Wiecej takich mlodych potrzeba, skoro policja nie potrafi sobie poradzic z problemem i okazuje sie, ze tez nie chca pomocy a wrecz przeciwnie.
Paranoja !
k
krawat
a inteligenta trzeba traktować z szacunkiem. Ot taka ich fanaberia...
o
obserwator
Wszyscy chcą żeby poprawić bezpieczeństwo, wygonić bandytyzm z Krakowa
ale połowa komentarzy tutaj to wyśmiewanie się z tych młodych ludzi którzy za
was poszli walczyć o wasze spraw.
To jest charakterystyczne dla naszego kraju.
A
Adwokat
ZNasz tresc art 50a KW? nie zostala spelniona przeslanka ktora mowi ze zeby zatrzymac musi byc widoczny zamiar uzycia
x
xyz
idz człowieku po rozum do głowy !!! jak kupisz nóż kuchenny do kotleta w ikei na zakupach i capnie cie po drodzę policja, to też masz zamiar ponosić konsekwencje rzekomego przestępstwa ?! no bo idąć twoim tokiem rozumowania prawo to prawo. Paranoja !!
G
Gość
skonczą gimnazjum, moze szkołę średnią, zdadza mature i się nauczą
P
Prokurator
grzywna w wysokości 3.000 zł, od każdego nielegalnego przedmiotu, prawo to prawo nie może omijać nikogo.. !!!!

7 noży = 7 razy 3.ooo zł = 21.000 tys. zł
1 maczeta = 1 razy 3.000 zł = 24.000 tys. zł
1 siekiera= 1 razy 3.000 zł.= 27.000 tys. zł. !!!!

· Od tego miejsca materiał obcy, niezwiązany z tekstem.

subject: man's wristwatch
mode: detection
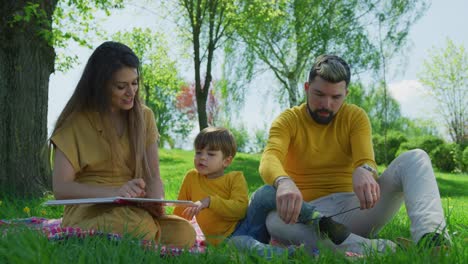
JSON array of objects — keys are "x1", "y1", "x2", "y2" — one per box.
[
  {"x1": 361, "y1": 163, "x2": 378, "y2": 178},
  {"x1": 273, "y1": 176, "x2": 291, "y2": 189}
]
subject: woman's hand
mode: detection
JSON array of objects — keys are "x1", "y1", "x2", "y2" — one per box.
[
  {"x1": 138, "y1": 203, "x2": 166, "y2": 218},
  {"x1": 117, "y1": 179, "x2": 146, "y2": 198},
  {"x1": 182, "y1": 196, "x2": 211, "y2": 221}
]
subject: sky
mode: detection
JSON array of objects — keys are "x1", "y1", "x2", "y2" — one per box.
[{"x1": 48, "y1": 0, "x2": 468, "y2": 142}]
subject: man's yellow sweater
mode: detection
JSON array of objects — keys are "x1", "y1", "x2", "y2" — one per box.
[{"x1": 260, "y1": 103, "x2": 377, "y2": 201}]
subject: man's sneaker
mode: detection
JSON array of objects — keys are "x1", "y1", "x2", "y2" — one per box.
[{"x1": 335, "y1": 234, "x2": 397, "y2": 255}]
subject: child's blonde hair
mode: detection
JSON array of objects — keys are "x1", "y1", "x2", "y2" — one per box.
[{"x1": 194, "y1": 127, "x2": 237, "y2": 158}]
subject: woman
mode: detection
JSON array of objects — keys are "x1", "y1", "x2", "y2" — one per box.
[{"x1": 50, "y1": 42, "x2": 195, "y2": 246}]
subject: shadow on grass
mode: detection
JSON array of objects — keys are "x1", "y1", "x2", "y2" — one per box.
[{"x1": 437, "y1": 178, "x2": 468, "y2": 197}]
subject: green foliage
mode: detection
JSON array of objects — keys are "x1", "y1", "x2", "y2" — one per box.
[
  {"x1": 177, "y1": 0, "x2": 235, "y2": 130},
  {"x1": 234, "y1": 0, "x2": 427, "y2": 106},
  {"x1": 227, "y1": 125, "x2": 249, "y2": 153},
  {"x1": 419, "y1": 39, "x2": 468, "y2": 145},
  {"x1": 372, "y1": 130, "x2": 408, "y2": 165},
  {"x1": 113, "y1": 28, "x2": 193, "y2": 147},
  {"x1": 51, "y1": 0, "x2": 124, "y2": 71},
  {"x1": 430, "y1": 143, "x2": 462, "y2": 172},
  {"x1": 462, "y1": 147, "x2": 468, "y2": 172},
  {"x1": 250, "y1": 129, "x2": 268, "y2": 153}
]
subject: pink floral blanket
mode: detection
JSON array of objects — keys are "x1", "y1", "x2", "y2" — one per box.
[{"x1": 0, "y1": 217, "x2": 206, "y2": 256}]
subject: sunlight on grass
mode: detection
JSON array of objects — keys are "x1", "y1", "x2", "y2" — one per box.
[{"x1": 0, "y1": 149, "x2": 468, "y2": 264}]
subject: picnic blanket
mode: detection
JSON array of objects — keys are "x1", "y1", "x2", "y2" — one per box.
[
  {"x1": 0, "y1": 217, "x2": 206, "y2": 256},
  {"x1": 0, "y1": 217, "x2": 363, "y2": 258}
]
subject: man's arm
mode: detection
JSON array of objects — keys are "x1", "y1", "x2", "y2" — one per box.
[
  {"x1": 350, "y1": 109, "x2": 380, "y2": 209},
  {"x1": 259, "y1": 112, "x2": 302, "y2": 224}
]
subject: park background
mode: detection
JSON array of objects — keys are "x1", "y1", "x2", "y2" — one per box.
[{"x1": 0, "y1": 0, "x2": 468, "y2": 263}]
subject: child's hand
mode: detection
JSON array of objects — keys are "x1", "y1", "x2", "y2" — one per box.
[{"x1": 182, "y1": 196, "x2": 210, "y2": 220}]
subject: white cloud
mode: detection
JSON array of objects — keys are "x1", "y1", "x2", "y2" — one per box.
[{"x1": 388, "y1": 80, "x2": 437, "y2": 119}]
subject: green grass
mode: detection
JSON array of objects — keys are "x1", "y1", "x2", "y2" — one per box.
[{"x1": 0, "y1": 150, "x2": 468, "y2": 263}]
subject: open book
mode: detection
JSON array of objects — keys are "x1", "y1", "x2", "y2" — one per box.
[{"x1": 44, "y1": 196, "x2": 195, "y2": 207}]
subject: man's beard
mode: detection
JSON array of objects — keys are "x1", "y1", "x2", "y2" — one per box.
[{"x1": 307, "y1": 104, "x2": 335, "y2": 125}]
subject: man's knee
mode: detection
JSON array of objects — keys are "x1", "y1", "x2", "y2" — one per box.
[
  {"x1": 250, "y1": 185, "x2": 276, "y2": 206},
  {"x1": 398, "y1": 149, "x2": 431, "y2": 163}
]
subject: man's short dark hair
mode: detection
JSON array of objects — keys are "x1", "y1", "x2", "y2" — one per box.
[{"x1": 309, "y1": 54, "x2": 351, "y2": 87}]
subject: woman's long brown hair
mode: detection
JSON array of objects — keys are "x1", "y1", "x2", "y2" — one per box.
[{"x1": 49, "y1": 41, "x2": 150, "y2": 178}]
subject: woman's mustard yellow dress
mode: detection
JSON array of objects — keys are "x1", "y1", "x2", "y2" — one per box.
[{"x1": 51, "y1": 106, "x2": 195, "y2": 246}]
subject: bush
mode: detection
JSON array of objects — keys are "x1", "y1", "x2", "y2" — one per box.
[
  {"x1": 372, "y1": 131, "x2": 408, "y2": 165},
  {"x1": 430, "y1": 143, "x2": 462, "y2": 172}
]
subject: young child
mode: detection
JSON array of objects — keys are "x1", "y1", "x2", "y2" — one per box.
[{"x1": 174, "y1": 127, "x2": 394, "y2": 257}]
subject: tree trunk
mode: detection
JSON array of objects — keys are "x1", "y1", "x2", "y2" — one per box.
[
  {"x1": 287, "y1": 77, "x2": 300, "y2": 107},
  {"x1": 0, "y1": 0, "x2": 57, "y2": 197}
]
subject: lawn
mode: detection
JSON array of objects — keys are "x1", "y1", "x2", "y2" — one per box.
[{"x1": 0, "y1": 150, "x2": 468, "y2": 263}]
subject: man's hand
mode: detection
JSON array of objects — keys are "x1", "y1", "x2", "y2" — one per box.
[
  {"x1": 182, "y1": 196, "x2": 211, "y2": 221},
  {"x1": 353, "y1": 167, "x2": 380, "y2": 210},
  {"x1": 276, "y1": 179, "x2": 302, "y2": 224}
]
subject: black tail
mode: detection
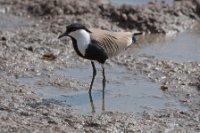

27.000 tys. PLN, Tyle kosztowała ta impreza i niech teraz za nią zapłacą skoro dobrze się bawili, wpadając na ten pomysł przecież musieli brać pod uwagę będąc młodymi politykami konsekwencje art. 50a kodeksu wykroczeń.. ! No chyba że już z góry zasłonili się immunitetetem no to przepraszam bardzo za udzielanie z motyką na słońce !
c
chmura
łąpcie kiboli i zabójców a nie jakieś dzieci z młodziezówki!!
d
do Kaya
Majchrowski ma przeganiac bandziorów z maczetami??? To dlaczego kasa zmoich podatków idzie na policję i prokuraturę???
j
ja
a czy to nie posłanka z SP przypadkiem chciała wpłacać kaucje za lidera jednej z bojówek nijakiego Starucha?